I'm working on a batch of Pacbio full-length 16S data from soil samples, and the primer processing as well as the QC phase went well, with an average of tens of thousands of ccs sequences retained in each sample.
My installation of qiime2 has not been going well due to our college's lousy network firewall, and I had to choose to use the DADA2 R package in the begining. I followed the official tutorial build the pipeline and the front went smoothly until I generated the ASV table.The number of sequences in the ASV table is too low, with just over two hundred sequences in the smallest sample.I checked the inputs and outputs of the various parts of the pipeline as shown in the figure.The number of input tens of thousands of sequences is drastically reduced after step dada, generating an ASV table that retains less than 10% of the sequences.
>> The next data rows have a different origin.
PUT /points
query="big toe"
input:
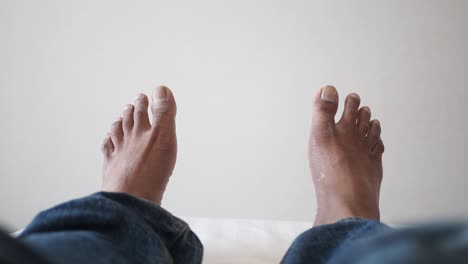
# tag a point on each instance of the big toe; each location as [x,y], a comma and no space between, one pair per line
[163,105]
[325,107]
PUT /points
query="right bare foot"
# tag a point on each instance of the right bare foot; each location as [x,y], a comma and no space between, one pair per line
[345,159]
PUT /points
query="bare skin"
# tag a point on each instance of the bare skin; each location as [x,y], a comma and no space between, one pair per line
[139,155]
[345,159]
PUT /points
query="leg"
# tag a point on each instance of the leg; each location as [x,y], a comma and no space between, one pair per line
[345,161]
[125,223]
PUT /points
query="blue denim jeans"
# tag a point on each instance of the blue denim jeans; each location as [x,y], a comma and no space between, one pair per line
[119,228]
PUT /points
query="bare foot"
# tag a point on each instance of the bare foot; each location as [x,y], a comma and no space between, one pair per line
[139,156]
[345,159]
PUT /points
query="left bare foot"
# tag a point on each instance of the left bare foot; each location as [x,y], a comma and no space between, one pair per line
[139,156]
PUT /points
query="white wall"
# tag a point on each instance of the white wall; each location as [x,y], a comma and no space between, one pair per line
[243,73]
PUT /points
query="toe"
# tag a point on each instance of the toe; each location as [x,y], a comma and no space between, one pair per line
[379,148]
[364,116]
[128,119]
[325,107]
[107,146]
[163,104]
[140,114]
[374,133]
[350,112]
[117,133]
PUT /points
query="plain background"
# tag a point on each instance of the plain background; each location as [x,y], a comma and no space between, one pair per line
[243,73]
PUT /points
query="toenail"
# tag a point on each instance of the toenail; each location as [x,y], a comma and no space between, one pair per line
[160,94]
[329,94]
[139,96]
[355,96]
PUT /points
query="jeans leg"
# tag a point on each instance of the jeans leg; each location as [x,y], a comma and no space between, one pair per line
[111,228]
[319,244]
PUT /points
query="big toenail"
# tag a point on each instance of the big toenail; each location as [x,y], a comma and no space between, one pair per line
[355,96]
[161,94]
[329,94]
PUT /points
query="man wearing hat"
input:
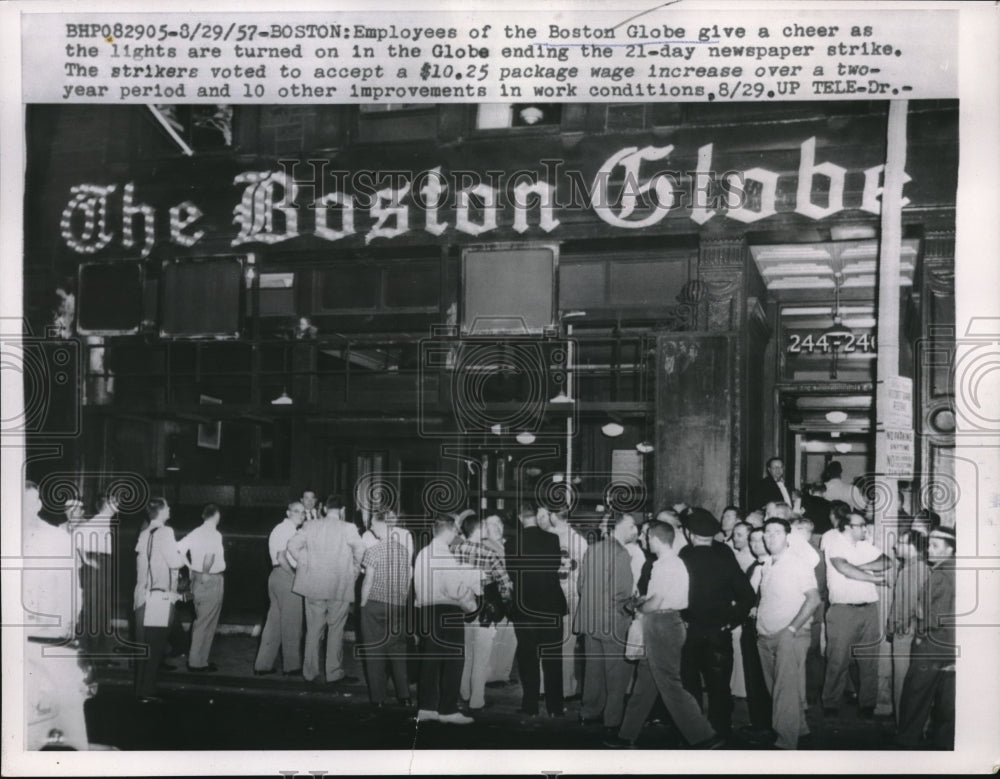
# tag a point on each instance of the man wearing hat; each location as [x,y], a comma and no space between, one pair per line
[930,680]
[720,598]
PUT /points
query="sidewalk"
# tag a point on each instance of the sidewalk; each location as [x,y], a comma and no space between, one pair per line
[234,654]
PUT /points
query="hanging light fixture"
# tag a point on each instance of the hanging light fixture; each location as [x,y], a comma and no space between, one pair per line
[838,333]
[613,427]
[283,399]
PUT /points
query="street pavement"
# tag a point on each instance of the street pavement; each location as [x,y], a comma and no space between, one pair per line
[234,709]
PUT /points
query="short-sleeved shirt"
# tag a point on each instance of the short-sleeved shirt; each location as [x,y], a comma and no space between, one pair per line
[279,538]
[486,560]
[204,540]
[842,589]
[439,578]
[784,582]
[388,563]
[156,556]
[53,590]
[669,583]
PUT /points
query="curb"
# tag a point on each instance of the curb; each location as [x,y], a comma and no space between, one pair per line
[231,629]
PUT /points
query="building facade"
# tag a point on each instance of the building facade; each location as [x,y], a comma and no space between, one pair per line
[428,307]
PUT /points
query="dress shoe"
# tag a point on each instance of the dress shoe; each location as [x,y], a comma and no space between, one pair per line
[455,719]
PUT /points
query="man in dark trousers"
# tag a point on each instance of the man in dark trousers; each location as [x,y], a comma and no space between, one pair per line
[539,606]
[772,488]
[720,599]
[817,507]
[929,687]
[605,584]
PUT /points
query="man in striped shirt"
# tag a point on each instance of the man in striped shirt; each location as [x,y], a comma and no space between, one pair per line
[469,550]
[384,594]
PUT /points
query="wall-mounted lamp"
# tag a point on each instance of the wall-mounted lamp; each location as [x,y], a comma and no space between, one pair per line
[613,429]
[531,115]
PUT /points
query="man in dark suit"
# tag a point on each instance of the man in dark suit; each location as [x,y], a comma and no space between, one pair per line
[772,487]
[720,598]
[817,508]
[539,606]
[605,584]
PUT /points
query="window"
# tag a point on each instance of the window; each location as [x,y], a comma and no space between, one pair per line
[196,128]
[396,122]
[508,290]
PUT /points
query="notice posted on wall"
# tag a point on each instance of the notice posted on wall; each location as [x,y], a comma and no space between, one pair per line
[526,71]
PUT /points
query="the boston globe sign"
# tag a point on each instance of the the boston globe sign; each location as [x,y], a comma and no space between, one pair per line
[634,188]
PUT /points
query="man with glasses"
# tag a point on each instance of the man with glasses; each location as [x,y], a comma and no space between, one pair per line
[854,568]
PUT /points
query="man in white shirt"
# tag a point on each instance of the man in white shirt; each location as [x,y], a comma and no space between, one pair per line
[740,544]
[309,508]
[663,636]
[158,562]
[445,589]
[206,559]
[673,518]
[328,554]
[55,688]
[853,629]
[283,626]
[788,597]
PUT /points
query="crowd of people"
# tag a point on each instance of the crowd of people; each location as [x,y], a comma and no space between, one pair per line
[685,612]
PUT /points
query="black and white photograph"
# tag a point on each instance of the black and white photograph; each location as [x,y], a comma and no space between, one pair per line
[629,426]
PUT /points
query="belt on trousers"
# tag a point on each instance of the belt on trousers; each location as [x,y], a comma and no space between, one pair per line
[51,640]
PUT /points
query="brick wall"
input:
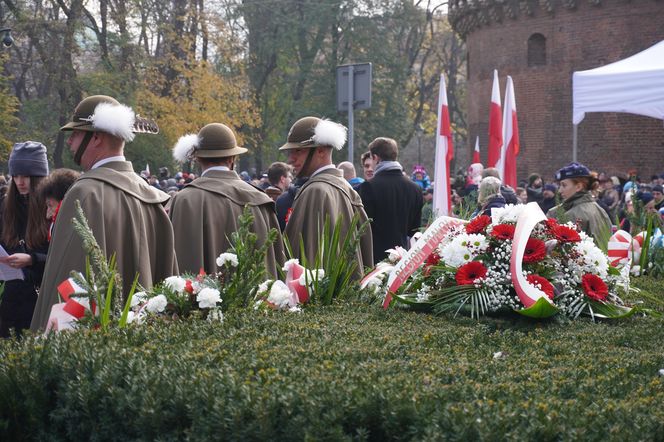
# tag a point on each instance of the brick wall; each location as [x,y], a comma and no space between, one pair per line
[579,38]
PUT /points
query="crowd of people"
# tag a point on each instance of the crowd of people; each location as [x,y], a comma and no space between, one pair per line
[159,226]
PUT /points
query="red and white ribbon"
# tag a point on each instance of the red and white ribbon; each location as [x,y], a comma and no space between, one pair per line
[528,219]
[623,249]
[417,254]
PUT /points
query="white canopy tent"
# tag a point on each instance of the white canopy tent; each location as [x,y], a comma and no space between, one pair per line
[634,85]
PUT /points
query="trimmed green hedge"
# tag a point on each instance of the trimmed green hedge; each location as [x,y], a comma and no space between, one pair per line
[341,372]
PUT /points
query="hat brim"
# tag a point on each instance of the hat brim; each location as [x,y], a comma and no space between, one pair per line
[291,146]
[220,153]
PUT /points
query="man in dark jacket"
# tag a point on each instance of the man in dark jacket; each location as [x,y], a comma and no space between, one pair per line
[392,201]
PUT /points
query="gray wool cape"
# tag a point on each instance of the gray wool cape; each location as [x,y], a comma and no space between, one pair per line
[327,194]
[205,213]
[127,218]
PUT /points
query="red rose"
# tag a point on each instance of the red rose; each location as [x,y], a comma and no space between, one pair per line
[543,284]
[535,250]
[594,287]
[566,234]
[503,231]
[468,273]
[478,224]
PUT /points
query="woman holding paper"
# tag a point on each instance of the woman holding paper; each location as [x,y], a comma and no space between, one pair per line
[23,236]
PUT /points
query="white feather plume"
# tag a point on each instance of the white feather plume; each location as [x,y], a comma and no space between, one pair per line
[116,119]
[185,146]
[330,133]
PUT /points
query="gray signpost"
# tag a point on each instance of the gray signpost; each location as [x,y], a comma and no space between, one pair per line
[353,92]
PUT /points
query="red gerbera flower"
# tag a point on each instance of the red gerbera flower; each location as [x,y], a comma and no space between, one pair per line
[594,287]
[468,273]
[503,231]
[535,250]
[433,259]
[478,224]
[566,234]
[543,284]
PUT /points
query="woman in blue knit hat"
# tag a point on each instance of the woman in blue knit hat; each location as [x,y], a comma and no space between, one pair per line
[23,235]
[579,206]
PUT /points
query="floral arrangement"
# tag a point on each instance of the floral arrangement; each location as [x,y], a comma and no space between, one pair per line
[475,266]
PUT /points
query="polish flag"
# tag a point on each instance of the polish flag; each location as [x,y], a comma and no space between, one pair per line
[495,124]
[476,153]
[510,148]
[442,201]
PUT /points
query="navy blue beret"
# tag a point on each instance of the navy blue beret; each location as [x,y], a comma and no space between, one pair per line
[572,170]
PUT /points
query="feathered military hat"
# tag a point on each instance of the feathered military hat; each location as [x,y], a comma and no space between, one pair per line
[315,132]
[215,140]
[101,113]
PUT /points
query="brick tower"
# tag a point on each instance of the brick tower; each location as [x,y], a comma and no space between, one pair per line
[540,43]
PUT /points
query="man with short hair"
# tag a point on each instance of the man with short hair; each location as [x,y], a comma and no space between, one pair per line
[392,201]
[126,214]
[280,177]
[367,165]
[205,212]
[326,195]
[348,170]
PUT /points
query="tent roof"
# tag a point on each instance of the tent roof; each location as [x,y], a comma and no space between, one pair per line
[634,85]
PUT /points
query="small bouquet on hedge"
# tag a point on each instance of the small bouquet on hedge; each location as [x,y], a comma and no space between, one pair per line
[233,286]
[514,260]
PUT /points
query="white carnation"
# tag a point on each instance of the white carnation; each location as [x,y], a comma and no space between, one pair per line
[280,296]
[290,263]
[175,283]
[396,254]
[138,298]
[311,276]
[224,258]
[157,304]
[208,298]
[215,315]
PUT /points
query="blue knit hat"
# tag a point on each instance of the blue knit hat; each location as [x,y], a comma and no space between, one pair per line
[28,159]
[572,170]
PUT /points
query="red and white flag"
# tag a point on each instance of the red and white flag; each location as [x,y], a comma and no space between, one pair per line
[442,201]
[495,124]
[476,152]
[510,149]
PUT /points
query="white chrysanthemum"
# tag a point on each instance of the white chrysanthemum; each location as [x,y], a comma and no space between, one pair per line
[157,304]
[464,248]
[215,315]
[138,298]
[280,296]
[227,258]
[263,287]
[208,298]
[175,283]
[508,214]
[311,276]
[396,254]
[290,263]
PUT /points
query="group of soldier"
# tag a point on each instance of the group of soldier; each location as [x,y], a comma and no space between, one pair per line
[128,219]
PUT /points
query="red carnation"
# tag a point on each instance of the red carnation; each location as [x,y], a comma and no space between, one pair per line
[503,231]
[535,250]
[594,287]
[478,224]
[433,259]
[543,284]
[468,273]
[566,234]
[188,286]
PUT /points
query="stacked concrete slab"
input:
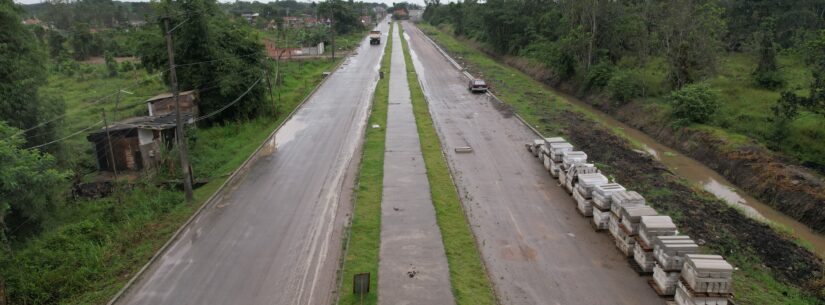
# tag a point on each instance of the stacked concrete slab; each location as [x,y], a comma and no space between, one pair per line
[639,232]
[669,253]
[602,198]
[556,153]
[706,279]
[571,177]
[583,191]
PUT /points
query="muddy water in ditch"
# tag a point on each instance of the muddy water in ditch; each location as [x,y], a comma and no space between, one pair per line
[710,180]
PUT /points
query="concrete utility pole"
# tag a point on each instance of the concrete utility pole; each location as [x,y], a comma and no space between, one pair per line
[179,133]
[109,141]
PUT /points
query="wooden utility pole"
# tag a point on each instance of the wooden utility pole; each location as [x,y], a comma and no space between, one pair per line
[179,133]
[109,141]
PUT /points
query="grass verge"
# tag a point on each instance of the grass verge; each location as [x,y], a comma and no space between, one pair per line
[91,247]
[467,273]
[755,282]
[364,238]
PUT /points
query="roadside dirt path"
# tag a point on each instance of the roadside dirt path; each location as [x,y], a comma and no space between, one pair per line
[273,237]
[537,248]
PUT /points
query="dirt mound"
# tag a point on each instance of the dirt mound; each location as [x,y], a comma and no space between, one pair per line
[703,217]
[779,182]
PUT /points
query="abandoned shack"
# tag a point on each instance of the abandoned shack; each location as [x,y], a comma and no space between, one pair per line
[135,142]
[163,104]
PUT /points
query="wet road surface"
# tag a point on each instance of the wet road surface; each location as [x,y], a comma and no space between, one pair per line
[273,237]
[537,248]
[413,267]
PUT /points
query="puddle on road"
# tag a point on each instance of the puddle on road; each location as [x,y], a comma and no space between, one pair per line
[708,179]
[288,132]
[695,172]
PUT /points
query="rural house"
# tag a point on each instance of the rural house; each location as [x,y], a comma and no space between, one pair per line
[136,142]
[164,103]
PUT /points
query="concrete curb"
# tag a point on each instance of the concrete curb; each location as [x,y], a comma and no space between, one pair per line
[242,169]
[470,77]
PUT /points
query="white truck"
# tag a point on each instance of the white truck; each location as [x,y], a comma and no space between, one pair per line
[375,37]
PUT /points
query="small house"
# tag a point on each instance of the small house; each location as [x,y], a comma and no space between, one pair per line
[163,104]
[136,143]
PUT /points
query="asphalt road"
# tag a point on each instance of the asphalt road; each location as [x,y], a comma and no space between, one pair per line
[413,267]
[537,248]
[274,236]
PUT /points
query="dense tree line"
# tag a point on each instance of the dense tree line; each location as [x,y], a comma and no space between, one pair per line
[28,178]
[601,45]
[572,37]
[216,54]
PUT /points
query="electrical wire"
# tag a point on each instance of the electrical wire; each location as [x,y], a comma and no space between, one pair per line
[67,137]
[228,105]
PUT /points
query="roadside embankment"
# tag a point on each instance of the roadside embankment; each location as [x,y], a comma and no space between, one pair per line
[773,268]
[775,179]
[779,182]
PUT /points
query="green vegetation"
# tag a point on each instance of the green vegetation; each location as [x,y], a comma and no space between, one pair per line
[755,283]
[694,103]
[471,286]
[364,238]
[87,250]
[748,51]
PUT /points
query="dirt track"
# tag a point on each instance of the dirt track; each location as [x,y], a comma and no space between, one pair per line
[536,247]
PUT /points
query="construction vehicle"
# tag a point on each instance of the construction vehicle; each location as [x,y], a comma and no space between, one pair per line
[375,37]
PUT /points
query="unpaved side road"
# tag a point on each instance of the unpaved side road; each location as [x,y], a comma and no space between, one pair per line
[537,248]
[413,267]
[273,236]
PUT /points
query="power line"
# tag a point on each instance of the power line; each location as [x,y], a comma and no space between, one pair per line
[228,105]
[69,136]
I turned to usearch to process the data, however similarly, the unoise3 command identified 1397 amplicons, but when generating the OTU table in otutab naming, it showed just 164054 / 836493 mapped to OTUs (19.6%)
I tried to use the traditional OTU clustering method with 97% threshold and clustered 6098 OTUs, but again when generating the OTU table with otutab naming, it shows only 279385 / 836493 mapped to OTUs (33.4%)
This is not seen in any NGS data processing I have done, is this a case of error somewhere in my processing or something else? Thanks for any replies, this is important to me.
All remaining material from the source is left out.